Regardless of what the Zuma administration, his political party and Parliament do or do not do, this report calls for a profound moment of reflection. It is opportune to recall that just four months ago, the country laid the iconic Nelson Mandela to rest.

In eulogising him, prominent and ordinary people alike spoke of preserving and emulating his towering moral legacy. Now is the time to finally decide whether, long before Madiba’s bones have dried, they will turn back on their word or try to live up to it.

The steps that get taken next, and the extent to which they are sincere and transparent, will be the first indications of whether the country’s moral compass will be recovered or lost for good. This is the moment when the country will decide whether it chooses anarchy over the rule of law. The precedents established in the past seven years do not hold out much hope, but the reflection is nonetheless necessary.

South Africa stands at a precipice of its own making. Not only are the streets aflame with angry, poor people, but the state’s own ability to turn the situation around is severely weakened. What the country needs more than the grand plans it continuously devised to prolong people’s sense of hope is the return of credibility to leadership.

The country needs credible voices in the highest echelons of power to marshal an increasingly desperate people to be patient for just a little longer. This is in the knowledge that they are saving every penny for all the effort required to help them out of poverty and inequality.

Instead, what the country has seen is a government that is willing to divert enormous amounts of public money to ensure the undeserved comforts of its president.

It now falls on Parliament to show the rest of the country which way the country will go. If it exercises its constitutionally mandated fiduciary duties and holds Zuma and his ministers accountable, it will have done an enormous service to the country.

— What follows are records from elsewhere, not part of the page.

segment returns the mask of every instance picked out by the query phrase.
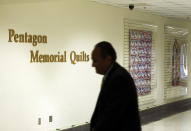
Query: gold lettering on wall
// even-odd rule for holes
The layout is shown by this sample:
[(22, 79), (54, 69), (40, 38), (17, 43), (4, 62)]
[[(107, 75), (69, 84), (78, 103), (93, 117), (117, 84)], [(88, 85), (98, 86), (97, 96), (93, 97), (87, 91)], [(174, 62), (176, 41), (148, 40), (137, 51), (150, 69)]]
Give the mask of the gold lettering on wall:
[(46, 35), (31, 35), (25, 32), (24, 34), (15, 33), (14, 29), (9, 30), (9, 40), (8, 42), (15, 43), (31, 43), (33, 46), (37, 46), (38, 44), (47, 44), (47, 36)]
[(35, 54), (31, 50), (31, 60), (30, 62), (39, 62), (39, 63), (47, 63), (47, 62), (66, 62), (66, 51), (63, 54), (58, 52), (57, 54), (39, 54), (39, 50), (36, 50)]
[[(10, 43), (31, 43), (34, 47), (38, 44), (46, 44), (47, 36), (46, 35), (35, 35), (25, 33), (15, 33), (14, 29), (8, 29), (9, 31), (9, 39)], [(86, 54), (85, 51), (81, 51), (80, 53), (76, 51), (71, 51), (69, 53), (71, 64), (75, 65), (79, 62), (88, 62), (90, 60), (89, 55)], [(63, 63), (67, 62), (67, 52), (58, 51), (56, 54), (42, 54), (39, 50), (33, 51), (30, 50), (30, 63)]]

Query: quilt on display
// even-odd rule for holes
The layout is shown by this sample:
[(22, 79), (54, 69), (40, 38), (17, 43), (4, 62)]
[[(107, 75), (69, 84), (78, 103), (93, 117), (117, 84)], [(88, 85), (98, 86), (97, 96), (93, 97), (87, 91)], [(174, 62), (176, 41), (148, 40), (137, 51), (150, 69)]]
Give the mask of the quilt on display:
[(130, 29), (130, 74), (138, 95), (151, 92), (152, 32)]

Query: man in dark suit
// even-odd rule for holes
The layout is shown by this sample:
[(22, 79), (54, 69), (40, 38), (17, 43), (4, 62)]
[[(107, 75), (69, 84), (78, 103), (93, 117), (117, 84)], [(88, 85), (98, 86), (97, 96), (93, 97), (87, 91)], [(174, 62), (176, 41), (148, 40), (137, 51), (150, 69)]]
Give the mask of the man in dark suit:
[(104, 77), (90, 131), (141, 131), (134, 81), (115, 62), (112, 45), (106, 41), (98, 43), (92, 52), (92, 61), (96, 72)]

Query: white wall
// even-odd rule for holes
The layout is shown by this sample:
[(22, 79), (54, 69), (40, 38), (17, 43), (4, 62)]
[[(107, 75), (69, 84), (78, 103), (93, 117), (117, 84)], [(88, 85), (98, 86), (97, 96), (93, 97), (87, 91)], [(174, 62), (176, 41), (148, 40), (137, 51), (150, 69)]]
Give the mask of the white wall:
[[(164, 25), (191, 28), (189, 22), (171, 20), (87, 0), (14, 2), (0, 5), (0, 130), (45, 131), (90, 120), (100, 90), (101, 76), (91, 60), (67, 63), (30, 63), (30, 50), (56, 54), (85, 51), (91, 54), (102, 40), (113, 43), (123, 63), (123, 18), (152, 22), (157, 34), (156, 105), (163, 100)], [(8, 29), (45, 34), (47, 45), (8, 43)], [(191, 63), (190, 63), (191, 64)], [(190, 91), (191, 92), (191, 91)], [(191, 94), (191, 93), (190, 93)], [(188, 96), (190, 97), (190, 95)], [(53, 116), (53, 123), (48, 116)], [(37, 119), (42, 118), (42, 125)]]

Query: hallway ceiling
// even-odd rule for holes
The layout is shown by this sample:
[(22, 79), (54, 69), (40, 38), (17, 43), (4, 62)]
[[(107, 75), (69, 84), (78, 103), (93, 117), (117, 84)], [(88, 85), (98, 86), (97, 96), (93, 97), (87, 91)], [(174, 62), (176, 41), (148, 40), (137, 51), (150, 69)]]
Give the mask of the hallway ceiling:
[(170, 18), (186, 19), (191, 21), (191, 0), (90, 0), (129, 8), (134, 4), (134, 10), (149, 12)]

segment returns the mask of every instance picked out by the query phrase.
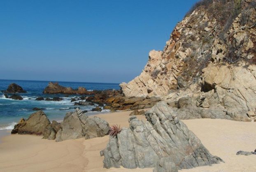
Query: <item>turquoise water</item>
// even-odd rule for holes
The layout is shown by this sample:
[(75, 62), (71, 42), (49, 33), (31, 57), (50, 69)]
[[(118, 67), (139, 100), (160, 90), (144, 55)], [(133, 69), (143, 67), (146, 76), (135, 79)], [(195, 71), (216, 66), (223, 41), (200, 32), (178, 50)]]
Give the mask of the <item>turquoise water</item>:
[[(79, 107), (82, 110), (91, 111), (98, 106), (74, 106), (75, 102), (71, 102), (70, 99), (79, 95), (67, 95), (63, 94), (44, 94), (42, 92), (47, 86), (49, 81), (33, 81), (0, 80), (0, 91), (6, 90), (9, 85), (15, 83), (21, 86), (27, 91), (26, 93), (19, 94), (23, 97), (22, 100), (13, 100), (5, 98), (4, 93), (0, 92), (0, 130), (13, 128), (14, 125), (21, 118), (28, 118), (35, 111), (32, 109), (35, 107), (43, 108), (44, 111), (50, 120), (62, 120), (67, 111), (73, 111), (73, 108)], [(79, 86), (83, 86), (88, 90), (104, 90), (106, 89), (119, 90), (119, 84), (94, 83), (86, 82), (62, 82), (59, 84), (66, 87), (71, 87), (76, 89)], [(58, 97), (63, 99), (60, 102), (37, 101), (35, 99), (38, 97)], [(108, 112), (103, 110), (102, 113)], [(93, 113), (89, 112), (88, 115)]]

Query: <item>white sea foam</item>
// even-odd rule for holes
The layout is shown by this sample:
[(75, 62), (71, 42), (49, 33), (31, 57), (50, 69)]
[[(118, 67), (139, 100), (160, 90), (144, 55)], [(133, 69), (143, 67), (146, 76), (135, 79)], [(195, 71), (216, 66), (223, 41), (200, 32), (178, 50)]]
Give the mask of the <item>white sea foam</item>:
[(11, 123), (9, 124), (7, 126), (0, 127), (0, 130), (2, 130), (3, 129), (12, 129), (14, 128), (14, 125), (16, 124), (17, 124), (16, 122), (12, 122)]

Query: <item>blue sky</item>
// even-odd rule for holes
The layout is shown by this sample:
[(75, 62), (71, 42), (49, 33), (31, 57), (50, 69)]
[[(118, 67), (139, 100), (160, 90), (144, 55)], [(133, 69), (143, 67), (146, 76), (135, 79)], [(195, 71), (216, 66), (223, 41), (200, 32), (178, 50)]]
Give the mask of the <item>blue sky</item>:
[(0, 1), (0, 79), (120, 83), (197, 0)]

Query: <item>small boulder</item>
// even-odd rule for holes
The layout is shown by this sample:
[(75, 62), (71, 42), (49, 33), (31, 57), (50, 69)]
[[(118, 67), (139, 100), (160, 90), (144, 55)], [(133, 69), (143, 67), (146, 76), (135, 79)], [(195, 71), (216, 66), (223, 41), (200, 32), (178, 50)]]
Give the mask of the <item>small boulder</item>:
[(98, 112), (101, 112), (102, 111), (102, 109), (101, 109), (101, 108), (99, 106), (97, 106), (95, 108), (93, 108), (91, 110), (91, 111), (97, 111)]
[(245, 152), (242, 151), (240, 151), (237, 152), (237, 155), (250, 155), (253, 154), (253, 152)]
[(10, 99), (13, 99), (14, 100), (23, 100), (23, 98), (19, 95), (16, 94), (14, 94), (10, 97), (9, 97)]
[(41, 111), (42, 110), (44, 110), (44, 108), (38, 108), (37, 107), (35, 107), (34, 108), (32, 109), (32, 110), (33, 111)]
[(35, 99), (35, 100), (37, 100), (37, 101), (44, 100), (44, 98), (43, 97), (40, 97)]
[(8, 88), (5, 93), (26, 93), (27, 92), (23, 90), (22, 87), (17, 85), (15, 83), (12, 83), (8, 87)]
[(38, 111), (31, 114), (27, 120), (21, 119), (11, 133), (40, 135), (50, 124), (51, 122), (44, 112)]
[(137, 109), (135, 109), (129, 115), (130, 116), (137, 115), (143, 115), (145, 114), (145, 111), (142, 110), (142, 111), (139, 111)]
[(43, 133), (43, 138), (48, 140), (55, 140), (56, 134), (61, 129), (61, 123), (56, 121), (53, 121), (50, 125), (45, 128)]

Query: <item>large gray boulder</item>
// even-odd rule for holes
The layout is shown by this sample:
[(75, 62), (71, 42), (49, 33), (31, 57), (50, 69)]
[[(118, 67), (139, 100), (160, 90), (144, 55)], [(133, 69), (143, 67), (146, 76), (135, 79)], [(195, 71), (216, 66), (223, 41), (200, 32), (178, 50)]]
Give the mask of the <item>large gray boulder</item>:
[(109, 126), (105, 120), (97, 117), (89, 118), (78, 108), (68, 112), (56, 135), (57, 142), (84, 137), (89, 139), (103, 137), (108, 134)]
[(12, 134), (41, 135), (51, 122), (42, 111), (33, 113), (27, 120), (21, 118), (12, 131)]
[(172, 172), (223, 162), (210, 154), (165, 103), (158, 103), (145, 116), (146, 122), (131, 117), (128, 128), (110, 138), (101, 152), (104, 167), (156, 167), (156, 171)]

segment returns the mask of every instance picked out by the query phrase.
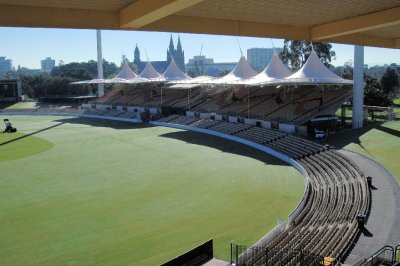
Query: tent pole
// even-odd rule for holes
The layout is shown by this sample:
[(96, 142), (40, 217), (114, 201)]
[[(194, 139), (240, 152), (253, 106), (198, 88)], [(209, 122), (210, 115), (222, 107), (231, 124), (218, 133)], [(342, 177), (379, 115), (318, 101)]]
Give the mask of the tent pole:
[(189, 90), (188, 90), (188, 105), (189, 105), (189, 112), (190, 112), (190, 91), (191, 91), (192, 89), (190, 89), (189, 88)]
[[(103, 53), (101, 48), (101, 30), (96, 30), (97, 35), (97, 78), (103, 79)], [(99, 83), (97, 87), (97, 95), (104, 95), (104, 83)]]
[(250, 87), (247, 86), (247, 118), (250, 119)]

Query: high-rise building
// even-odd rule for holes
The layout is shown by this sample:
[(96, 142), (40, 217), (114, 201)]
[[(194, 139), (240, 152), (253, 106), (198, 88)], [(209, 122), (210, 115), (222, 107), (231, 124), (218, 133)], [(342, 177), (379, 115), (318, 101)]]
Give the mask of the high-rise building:
[(139, 48), (137, 47), (137, 44), (136, 44), (136, 47), (135, 47), (134, 56), (135, 57), (133, 58), (133, 63), (135, 65), (139, 66), (140, 63), (142, 62), (142, 60), (140, 60), (140, 51), (139, 51)]
[[(275, 52), (277, 54), (279, 54), (281, 51), (282, 48), (275, 48)], [(247, 61), (249, 61), (250, 65), (257, 70), (265, 68), (271, 61), (273, 55), (274, 49), (272, 48), (247, 49)]]
[(40, 65), (43, 71), (50, 72), (56, 66), (56, 60), (51, 59), (51, 57), (46, 57), (46, 59), (40, 60)]
[(6, 73), (12, 70), (12, 60), (6, 59), (5, 56), (0, 56), (0, 73)]
[(171, 62), (171, 58), (174, 58), (175, 63), (179, 66), (179, 68), (185, 72), (185, 52), (182, 49), (181, 38), (178, 36), (178, 45), (175, 49), (174, 41), (171, 39), (169, 41), (169, 48), (167, 50), (167, 63)]

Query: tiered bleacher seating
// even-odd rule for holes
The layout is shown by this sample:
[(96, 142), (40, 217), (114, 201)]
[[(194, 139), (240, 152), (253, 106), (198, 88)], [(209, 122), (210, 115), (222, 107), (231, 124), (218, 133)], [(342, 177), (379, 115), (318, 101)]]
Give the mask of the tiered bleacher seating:
[(369, 190), (357, 165), (322, 145), (270, 129), (210, 119), (190, 125), (271, 147), (295, 158), (309, 175), (310, 189), (300, 214), (266, 246), (254, 247), (245, 265), (298, 266), (321, 263), (324, 257), (341, 259), (358, 231), (356, 216), (366, 215), (369, 208)]
[[(164, 86), (164, 87), (163, 87)], [(302, 124), (333, 104), (341, 103), (351, 91), (348, 88), (328, 88), (321, 91), (313, 86), (298, 88), (235, 87), (189, 90), (168, 89), (163, 84), (119, 85), (93, 103), (170, 107), (202, 113), (249, 116), (266, 121)]]

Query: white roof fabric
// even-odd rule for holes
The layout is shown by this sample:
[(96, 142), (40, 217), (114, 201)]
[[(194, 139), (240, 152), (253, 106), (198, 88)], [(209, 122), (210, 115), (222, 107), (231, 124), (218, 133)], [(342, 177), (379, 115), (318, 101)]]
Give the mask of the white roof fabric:
[(281, 81), (285, 84), (353, 84), (352, 80), (343, 79), (330, 71), (315, 51), (311, 52), (301, 69)]
[(235, 68), (229, 72), (227, 75), (206, 81), (208, 84), (240, 84), (244, 79), (249, 79), (257, 75), (255, 71), (246, 60), (244, 56), (240, 57), (239, 62)]
[(207, 81), (212, 80), (212, 79), (215, 79), (215, 77), (198, 76), (198, 77), (191, 78), (191, 79), (173, 80), (173, 81), (170, 81), (169, 83), (171, 83), (171, 84), (204, 84), (204, 83), (207, 83)]
[(162, 74), (162, 77), (165, 78), (165, 80), (170, 81), (170, 80), (191, 80), (192, 78), (186, 75), (175, 63), (175, 60), (172, 59), (171, 63), (169, 63), (167, 69), (164, 71)]
[(133, 70), (127, 63), (124, 63), (118, 75), (115, 76), (115, 78), (120, 78), (120, 79), (134, 79), (137, 77), (138, 75), (135, 72), (133, 72)]
[(116, 75), (112, 79), (106, 79), (104, 83), (140, 83), (147, 82), (146, 79), (139, 77), (131, 67), (124, 63), (119, 71), (118, 75)]
[(146, 66), (142, 70), (142, 72), (139, 74), (139, 77), (145, 78), (145, 79), (162, 79), (162, 76), (158, 71), (154, 68), (153, 64), (149, 61), (147, 62)]
[(119, 71), (118, 75), (116, 75), (112, 79), (92, 79), (92, 80), (84, 80), (71, 83), (72, 85), (77, 84), (101, 84), (101, 83), (124, 83), (124, 84), (132, 84), (132, 83), (142, 83), (148, 82), (147, 79), (139, 77), (128, 64), (123, 64), (121, 70)]
[(290, 76), (292, 72), (287, 68), (287, 66), (282, 62), (277, 53), (271, 58), (269, 64), (264, 68), (264, 70), (257, 76), (245, 81), (245, 84), (255, 85), (269, 83), (276, 79), (283, 79)]

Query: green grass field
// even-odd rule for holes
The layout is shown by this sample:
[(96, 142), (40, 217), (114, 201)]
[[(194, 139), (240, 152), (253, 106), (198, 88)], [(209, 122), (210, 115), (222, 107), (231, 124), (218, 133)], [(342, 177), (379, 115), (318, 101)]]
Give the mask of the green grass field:
[(293, 168), (216, 137), (9, 118), (25, 135), (0, 134), (0, 265), (159, 265), (211, 238), (227, 260), (304, 191)]
[(342, 132), (328, 142), (377, 161), (400, 182), (400, 122)]

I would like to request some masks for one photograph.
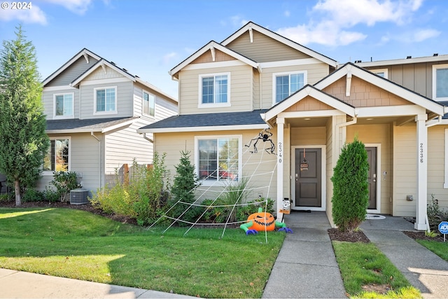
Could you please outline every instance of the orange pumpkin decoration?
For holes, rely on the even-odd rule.
[[[247,218],[247,222],[252,221],[252,225],[249,229],[255,230],[258,232],[274,230],[275,229],[275,219],[270,213],[262,211],[262,209],[259,208],[258,213],[253,213]]]

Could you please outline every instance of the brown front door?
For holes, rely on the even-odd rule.
[[[295,207],[322,207],[321,155],[321,148],[295,149]]]
[[[377,209],[377,148],[366,147],[369,161],[369,209]]]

If it chooses to insult the public and protect those who abuse public trust and funds, it will have made a decision from which the country is unlikely to ever recover.

The slogans and platitudes that pay homage to great legends and heroes, in the final reckoning, are nothing but odes on the lips of fools if we cannot follow them up with the tough actions that preserve great legacies and make nations great.

• Zibi is senior associate editor at the Financial Mail.